No serious person thinks random guys with guns stalking Niagara Falls or the Rio Grande are going to make the country safer. On the contrary, in addition to all of our other national security worries, Americans now have to fret for the safety of these clowns, who have been condemned by President Bush as "vigilantes." Because, odds are, the only people they'll end up shooting will be one another.
And I say that not only as a namby-pamby liberal writing for the most uppity newspaper in the world, but also as the daughter of a gunsmith, a man who was so persnickety about the very real danger of firearms' tendency to just go off that he practically made my sister and me don hunter orange just to play with squirt guns.
It's worth remembering that no one knows who fired that "shot heard round the world" at Lexington. What probably happened was that one man got nervous and accidentally pulled the trigger on his musket. (Longfellow meant to put that at the end of "Paul Revere's Ride," but he couldn't find a decent rhyme for "uh-oh.")
The wonderful spirit of the old Minutemen -- their amateurish gumption, their do-it-yourself defiance -- can occasionally be ominous when inspiring latter-day gunmen, but glorious with regard to art. The police have way too many half-cocked rule-breakers to deal with; pop music, though, can never have enough.
"We Jam Econo," Tim Irwin's lovable documentary about the lovable 80's punk band called the Minutemen is making the rounds of film festivals and revival houses this summer. It's nice to revisit the hullabaloo of their songs.

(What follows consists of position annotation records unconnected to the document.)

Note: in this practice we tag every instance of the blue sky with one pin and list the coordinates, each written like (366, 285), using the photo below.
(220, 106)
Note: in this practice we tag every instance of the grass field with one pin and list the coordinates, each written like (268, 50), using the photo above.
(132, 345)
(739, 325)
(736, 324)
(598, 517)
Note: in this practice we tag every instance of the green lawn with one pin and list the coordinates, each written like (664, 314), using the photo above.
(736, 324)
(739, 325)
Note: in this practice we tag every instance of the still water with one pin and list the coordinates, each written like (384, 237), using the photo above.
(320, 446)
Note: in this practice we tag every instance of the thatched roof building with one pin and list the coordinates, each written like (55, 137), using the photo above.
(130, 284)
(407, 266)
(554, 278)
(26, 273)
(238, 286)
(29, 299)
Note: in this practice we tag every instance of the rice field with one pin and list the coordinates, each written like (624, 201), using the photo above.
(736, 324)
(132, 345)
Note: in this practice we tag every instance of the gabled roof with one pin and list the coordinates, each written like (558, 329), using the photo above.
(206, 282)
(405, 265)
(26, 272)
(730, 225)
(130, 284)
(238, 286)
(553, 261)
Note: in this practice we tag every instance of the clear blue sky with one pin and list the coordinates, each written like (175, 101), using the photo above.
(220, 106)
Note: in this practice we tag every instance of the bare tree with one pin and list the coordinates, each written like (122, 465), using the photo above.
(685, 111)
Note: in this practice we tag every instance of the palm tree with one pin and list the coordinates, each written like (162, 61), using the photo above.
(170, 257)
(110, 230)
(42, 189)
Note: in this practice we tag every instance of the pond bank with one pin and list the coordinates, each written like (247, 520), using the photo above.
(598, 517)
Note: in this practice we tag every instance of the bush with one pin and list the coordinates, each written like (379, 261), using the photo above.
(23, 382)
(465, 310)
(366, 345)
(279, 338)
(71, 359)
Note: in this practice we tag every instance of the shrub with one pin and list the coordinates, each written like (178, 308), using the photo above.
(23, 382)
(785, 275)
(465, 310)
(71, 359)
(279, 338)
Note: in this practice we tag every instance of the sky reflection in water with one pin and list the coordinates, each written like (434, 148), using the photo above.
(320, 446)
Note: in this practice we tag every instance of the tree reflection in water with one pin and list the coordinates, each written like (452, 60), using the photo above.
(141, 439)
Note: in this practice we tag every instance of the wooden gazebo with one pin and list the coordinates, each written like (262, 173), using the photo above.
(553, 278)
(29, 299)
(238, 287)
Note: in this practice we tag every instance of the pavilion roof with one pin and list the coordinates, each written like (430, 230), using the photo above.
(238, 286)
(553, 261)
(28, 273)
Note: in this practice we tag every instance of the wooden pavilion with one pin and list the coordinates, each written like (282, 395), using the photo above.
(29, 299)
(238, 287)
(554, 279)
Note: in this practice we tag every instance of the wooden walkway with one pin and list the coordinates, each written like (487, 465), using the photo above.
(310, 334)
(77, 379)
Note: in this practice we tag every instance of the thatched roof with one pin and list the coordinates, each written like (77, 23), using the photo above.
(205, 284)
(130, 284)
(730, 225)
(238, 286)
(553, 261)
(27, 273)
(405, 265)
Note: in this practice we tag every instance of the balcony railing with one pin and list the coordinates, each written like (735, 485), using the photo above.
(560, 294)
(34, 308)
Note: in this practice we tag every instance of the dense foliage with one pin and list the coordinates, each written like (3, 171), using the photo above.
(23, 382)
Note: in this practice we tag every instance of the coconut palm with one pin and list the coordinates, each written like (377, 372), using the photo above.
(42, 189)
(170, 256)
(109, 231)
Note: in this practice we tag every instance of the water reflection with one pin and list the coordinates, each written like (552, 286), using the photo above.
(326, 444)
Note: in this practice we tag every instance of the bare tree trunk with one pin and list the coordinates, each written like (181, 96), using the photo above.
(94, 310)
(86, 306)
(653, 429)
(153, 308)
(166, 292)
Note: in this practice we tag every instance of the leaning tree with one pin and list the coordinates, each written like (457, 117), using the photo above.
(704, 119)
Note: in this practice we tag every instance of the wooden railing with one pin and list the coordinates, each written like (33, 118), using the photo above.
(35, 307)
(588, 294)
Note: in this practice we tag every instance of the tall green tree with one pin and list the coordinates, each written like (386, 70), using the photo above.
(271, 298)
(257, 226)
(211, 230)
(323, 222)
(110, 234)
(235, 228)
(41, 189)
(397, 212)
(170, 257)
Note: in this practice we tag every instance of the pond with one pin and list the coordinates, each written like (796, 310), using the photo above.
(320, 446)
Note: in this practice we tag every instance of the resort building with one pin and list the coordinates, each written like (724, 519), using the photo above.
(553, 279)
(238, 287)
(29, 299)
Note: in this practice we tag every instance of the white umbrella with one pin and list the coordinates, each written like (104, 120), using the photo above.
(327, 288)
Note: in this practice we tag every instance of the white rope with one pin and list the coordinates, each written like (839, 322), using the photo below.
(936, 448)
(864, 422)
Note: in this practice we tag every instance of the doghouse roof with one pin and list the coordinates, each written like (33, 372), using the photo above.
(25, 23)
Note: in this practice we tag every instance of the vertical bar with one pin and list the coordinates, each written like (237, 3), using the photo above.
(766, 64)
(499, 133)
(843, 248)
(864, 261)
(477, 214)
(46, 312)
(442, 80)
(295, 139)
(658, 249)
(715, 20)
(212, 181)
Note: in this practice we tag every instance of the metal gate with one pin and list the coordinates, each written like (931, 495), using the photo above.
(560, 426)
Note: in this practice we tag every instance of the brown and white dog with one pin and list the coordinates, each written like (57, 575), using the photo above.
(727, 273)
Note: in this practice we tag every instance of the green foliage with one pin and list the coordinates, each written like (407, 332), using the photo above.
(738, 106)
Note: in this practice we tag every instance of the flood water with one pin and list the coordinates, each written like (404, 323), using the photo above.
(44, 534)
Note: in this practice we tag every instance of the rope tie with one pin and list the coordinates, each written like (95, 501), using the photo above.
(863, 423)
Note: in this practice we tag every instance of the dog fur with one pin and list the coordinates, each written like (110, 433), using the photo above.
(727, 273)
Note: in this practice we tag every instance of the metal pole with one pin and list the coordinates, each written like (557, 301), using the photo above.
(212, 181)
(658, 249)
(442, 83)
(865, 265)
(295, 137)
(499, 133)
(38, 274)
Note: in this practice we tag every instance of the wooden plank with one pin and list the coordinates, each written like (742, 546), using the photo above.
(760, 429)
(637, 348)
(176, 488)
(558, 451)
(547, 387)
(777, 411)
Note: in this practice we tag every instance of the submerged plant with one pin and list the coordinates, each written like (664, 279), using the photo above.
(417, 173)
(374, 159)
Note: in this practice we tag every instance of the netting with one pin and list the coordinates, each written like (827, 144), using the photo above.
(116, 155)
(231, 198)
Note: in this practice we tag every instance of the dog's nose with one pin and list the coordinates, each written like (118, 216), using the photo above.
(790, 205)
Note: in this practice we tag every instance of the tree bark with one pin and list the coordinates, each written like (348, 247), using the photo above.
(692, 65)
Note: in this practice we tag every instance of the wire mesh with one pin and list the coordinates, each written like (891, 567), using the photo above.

And watching the bassist, Mike Watt, driving his van around his California hometown, San Pedro, and pointing at Minutemen landmarks is like listening to a fascinating Concord park ranger lead a tour across North Bridge. "We were minute men," Watt says. That's my-NOOT men -- a little homemade band, not the slick Redcoats of arena rock.
Watt and the guitarist, D.Boon, are two men Sam Adams could have had a beer with. Their idealism, their humor and decency, is spellbinding. Their friend Nels Cline points out that Boon used so much treble in his guitar as "a political decision" -- to distinguish his sound from Watt's bass, like two "sovereign states." Egalitarian timbre!
Then there's the story of their album "Double Nickels on the Dime," a jab at Sammy Hagar's "I Can't Drive 55." Watt recalls, "We said, 'Well, we'll drive 55 and be crazy with the music instead of crazy with the cars."'
The best part of the film, and the most heartbreaking, is when Watt walks around the park where he met Boon, a childhood friend who died in a car accident in 1985. "I was quite smitten with him," Watt remembers. "He was playing army and he fell out of a tree on me."
As he stares at the very tree, it occurs to me that playing army when you're 13 is fine. Grown men playing army on the Mexican border? No, thanks.